Exercises: Introduction to Complexity Theory

DataField.Dev

Exercises: Introduction to Complexity Theory

These build from mechanical class-placement warm-ups to full reductions, code, and modeling. Difficulty: ⭐ foundational, ⭐⭐ intermediate, ⭐⭐⭐ challenging. Worked solutions to the starred-with-a-dagger (†) and odd-numbered problems are in the appendix answers-to-selected.md; do them before you peek. Reference implementations for the "implement it" problems live in code/exercise-solutions.py.

A standing reminder for this chapter: the direction of a reduction is the single most error-prone point. Whenever you write $A \le_p B$, say out loud "$A$ is no harder than $B$; $B$ is at least as hard" before moving on.

Part A — Warm-ups: place the problem (⭐)

37.1 † For each decision problem, give a one-line certificate and the verifier's job, then say it is in NP. (a) PARTITION: can a multiset of integers be split into two parts with equal sum? (b) SUBGRAPH ISOMORPHISM: does graph $H$ appear as a subgraph of graph $G$? (c) DOMINATING SET: is there a set of $k$ vertices such that every vertex is in the set or adjacent to it?

37.2 Classify each statement as true or false (no justification yet — just commit): (a) $\text{P} \subseteq \text{NP}$. (b) NP means "not polynomial." (c) Every problem in P is in NP. (d) If a problem is NP-complete, no algorithm can solve it at any speed. (e) The decision version of TSP is in NP.

37.3 † "Sort a list" is not a decision problem. Phrase two different decision problems related to sorting, and for each, say whether it is in P and why.

37.4 Write the optimization problem "find the largest clique in $G$" as a decision problem with a budget parameter, and explain in one sentence how a fast algorithm for the decision version would let you find the size of the largest clique.

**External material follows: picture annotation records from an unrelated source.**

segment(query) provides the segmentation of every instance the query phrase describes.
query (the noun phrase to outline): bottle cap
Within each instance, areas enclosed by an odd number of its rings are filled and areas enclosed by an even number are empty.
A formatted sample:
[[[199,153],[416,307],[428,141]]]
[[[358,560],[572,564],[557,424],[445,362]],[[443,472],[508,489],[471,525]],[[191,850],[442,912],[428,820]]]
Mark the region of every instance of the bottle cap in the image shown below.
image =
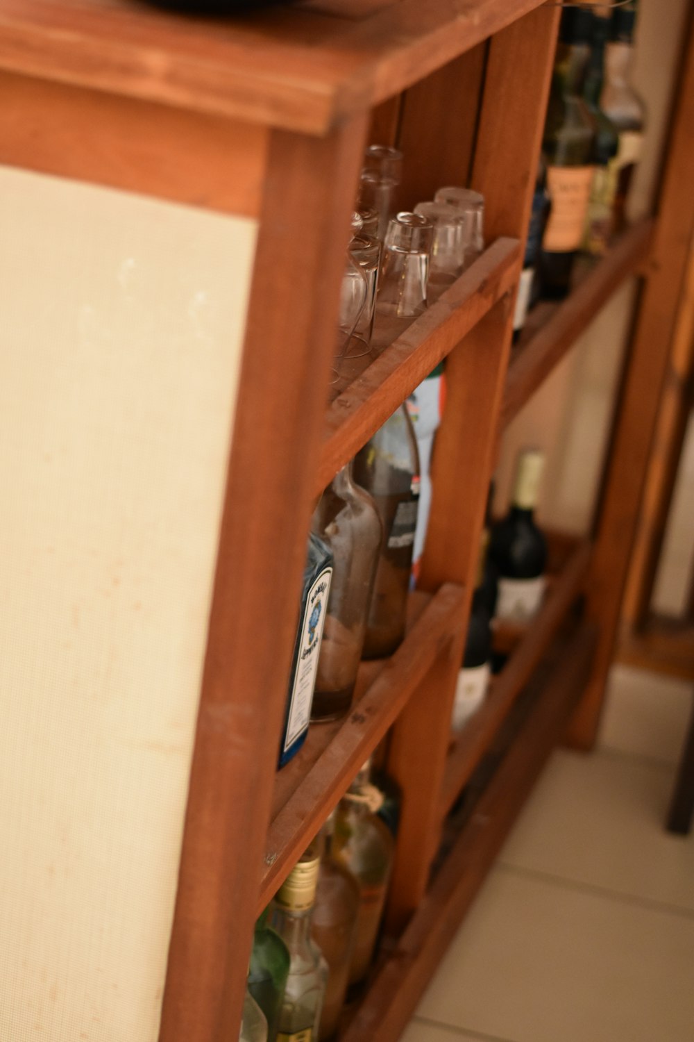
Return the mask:
[[[396,253],[426,253],[432,248],[434,229],[431,221],[421,214],[401,210],[388,221],[385,249]]]
[[[318,884],[320,858],[313,846],[304,853],[275,895],[276,902],[292,912],[312,908]]]

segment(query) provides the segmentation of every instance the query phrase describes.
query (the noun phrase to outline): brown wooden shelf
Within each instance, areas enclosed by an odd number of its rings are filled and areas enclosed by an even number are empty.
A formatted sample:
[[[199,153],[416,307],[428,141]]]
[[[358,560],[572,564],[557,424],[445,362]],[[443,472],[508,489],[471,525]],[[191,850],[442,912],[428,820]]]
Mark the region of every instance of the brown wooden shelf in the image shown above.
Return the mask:
[[[352,712],[315,723],[294,759],[278,772],[265,845],[259,909],[264,908],[357,771],[460,626],[463,589],[446,584],[411,597],[410,626],[390,658],[362,663]],[[359,694],[361,692],[361,695]]]
[[[541,0],[299,0],[205,19],[135,0],[3,0],[0,68],[325,133]]]
[[[566,731],[595,651],[584,623],[537,681],[532,713],[460,833],[340,1042],[396,1042],[451,943],[549,753]],[[533,683],[535,687],[535,681]]]
[[[497,239],[329,405],[316,494],[405,401],[432,369],[513,289],[520,246]]]
[[[569,609],[581,593],[590,564],[590,543],[584,541],[577,545],[563,571],[556,576],[532,626],[502,672],[492,680],[484,703],[452,745],[441,786],[441,818],[445,817],[457,800],[509,710],[555,640]]]
[[[506,378],[500,425],[505,427],[573,346],[597,312],[636,274],[650,251],[653,221],[643,218],[625,231],[561,303],[542,301],[528,317]]]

37.5 † State, from memory, the two things you must prove to establish that a problem $B$ is NP-complete, and the direction the reduction must go. (This is the chapter's keystone; if you cannot do it without notes, reread §37.4.)

Part B — Computation and short arguments (⭐⭐)

37.6 A 3-CNF formula has $m = 5$ clauses. In the $\text{3-SAT} \le_p \text{CLIQUE}$ reduction of §37.5, how many vertices does the constructed graph have, and what value of $k$ do we ask CLIQUE about? What is the maximum possible number of edges?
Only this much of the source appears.